Книг в папином доме практически не было, но он записался в местную библиотеку. Оперу, серьезную музыку папа слушал по радио, став со временем ее большим знатоком. Столь же основательно отец осваивал и школьные науки. Он закончил школу в шестнадцать лет с золотой медалью и большими амбициями. Папа хотел поступить в ИФЛИ – в то время самый престижный гуманитарный вуз страны. Золотая медаль давала отцу право быть принятым в любой институт без экзаменов, пройдя только собеседование. На собеседовании в ИФЛИ папа ответил на все вопросы, но забыл имя автора одной из известнейших жанровых картин, то ли «Неравного брака», то ли «Крестного хода в деревне». На этом основании его не приняли – отбор был очень строгим. Тогда отец поступил в незадолго до того созданный Полиграфический институт.

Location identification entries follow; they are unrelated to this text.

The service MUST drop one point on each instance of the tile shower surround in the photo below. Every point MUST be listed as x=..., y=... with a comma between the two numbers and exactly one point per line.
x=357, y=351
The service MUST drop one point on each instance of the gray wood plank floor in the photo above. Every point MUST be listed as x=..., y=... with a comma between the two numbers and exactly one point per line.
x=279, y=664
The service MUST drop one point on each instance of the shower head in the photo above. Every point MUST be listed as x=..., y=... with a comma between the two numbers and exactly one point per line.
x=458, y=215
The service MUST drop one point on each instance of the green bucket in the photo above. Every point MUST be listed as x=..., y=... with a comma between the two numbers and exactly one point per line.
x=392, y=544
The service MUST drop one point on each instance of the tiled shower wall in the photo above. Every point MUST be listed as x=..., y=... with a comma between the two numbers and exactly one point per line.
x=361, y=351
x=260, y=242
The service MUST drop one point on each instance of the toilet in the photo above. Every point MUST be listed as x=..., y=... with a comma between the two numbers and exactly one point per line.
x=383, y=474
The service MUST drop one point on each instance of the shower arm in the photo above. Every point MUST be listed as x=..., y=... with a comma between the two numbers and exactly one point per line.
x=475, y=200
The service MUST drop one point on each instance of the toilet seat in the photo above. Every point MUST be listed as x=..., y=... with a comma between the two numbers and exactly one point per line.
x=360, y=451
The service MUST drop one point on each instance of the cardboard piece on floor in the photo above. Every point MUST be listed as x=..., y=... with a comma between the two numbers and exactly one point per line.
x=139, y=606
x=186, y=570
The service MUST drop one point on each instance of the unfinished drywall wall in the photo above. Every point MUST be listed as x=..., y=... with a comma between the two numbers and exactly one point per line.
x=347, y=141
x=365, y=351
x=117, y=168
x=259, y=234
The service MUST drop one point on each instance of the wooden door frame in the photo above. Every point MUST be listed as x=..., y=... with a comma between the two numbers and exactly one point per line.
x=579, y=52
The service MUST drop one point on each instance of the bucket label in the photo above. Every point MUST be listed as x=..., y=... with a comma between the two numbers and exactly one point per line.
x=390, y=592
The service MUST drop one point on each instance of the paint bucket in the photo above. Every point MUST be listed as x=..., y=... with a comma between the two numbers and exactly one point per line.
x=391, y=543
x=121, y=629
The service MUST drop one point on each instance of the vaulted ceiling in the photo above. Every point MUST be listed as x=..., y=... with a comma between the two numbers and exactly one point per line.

Мать тоже закончила школу с золотой медалью. Будучи от природы очень способной, она училась легко по всем предметам, да и дома ей были созданы все условия. И хотя у мамы наблюдались скорее гуманитарные склонности, после школы она подала документы в Авиационный – на этом настояла бабушка. Бабушке очень хотелось видеть свою дочь авиаконструктором – тогда это было самой модной профессией, особенно для женщины. Однако вскоре оказалось, что маме трудно справляться с техническими дисциплинами, а может, ей просто стало скучно, и она бросила институт после первого курса. Это совпало с началом войны, с эвакуацией… Вернувшись из эвакуации, мама, в свою очередь, поступила в Полиграфический.
Видимо, там она и познакомилась с моим отцом, который учился уже на последнем курсе. Возникла общая компания, но внимание друг на друга они обратили гораздо позднее, лет через пять или шесть. За это время у отца были другие романы, а мама даже успела побывать замужем, хотя этот брак продолжался недолго, и, насколько я знаю, не был официально оформлен.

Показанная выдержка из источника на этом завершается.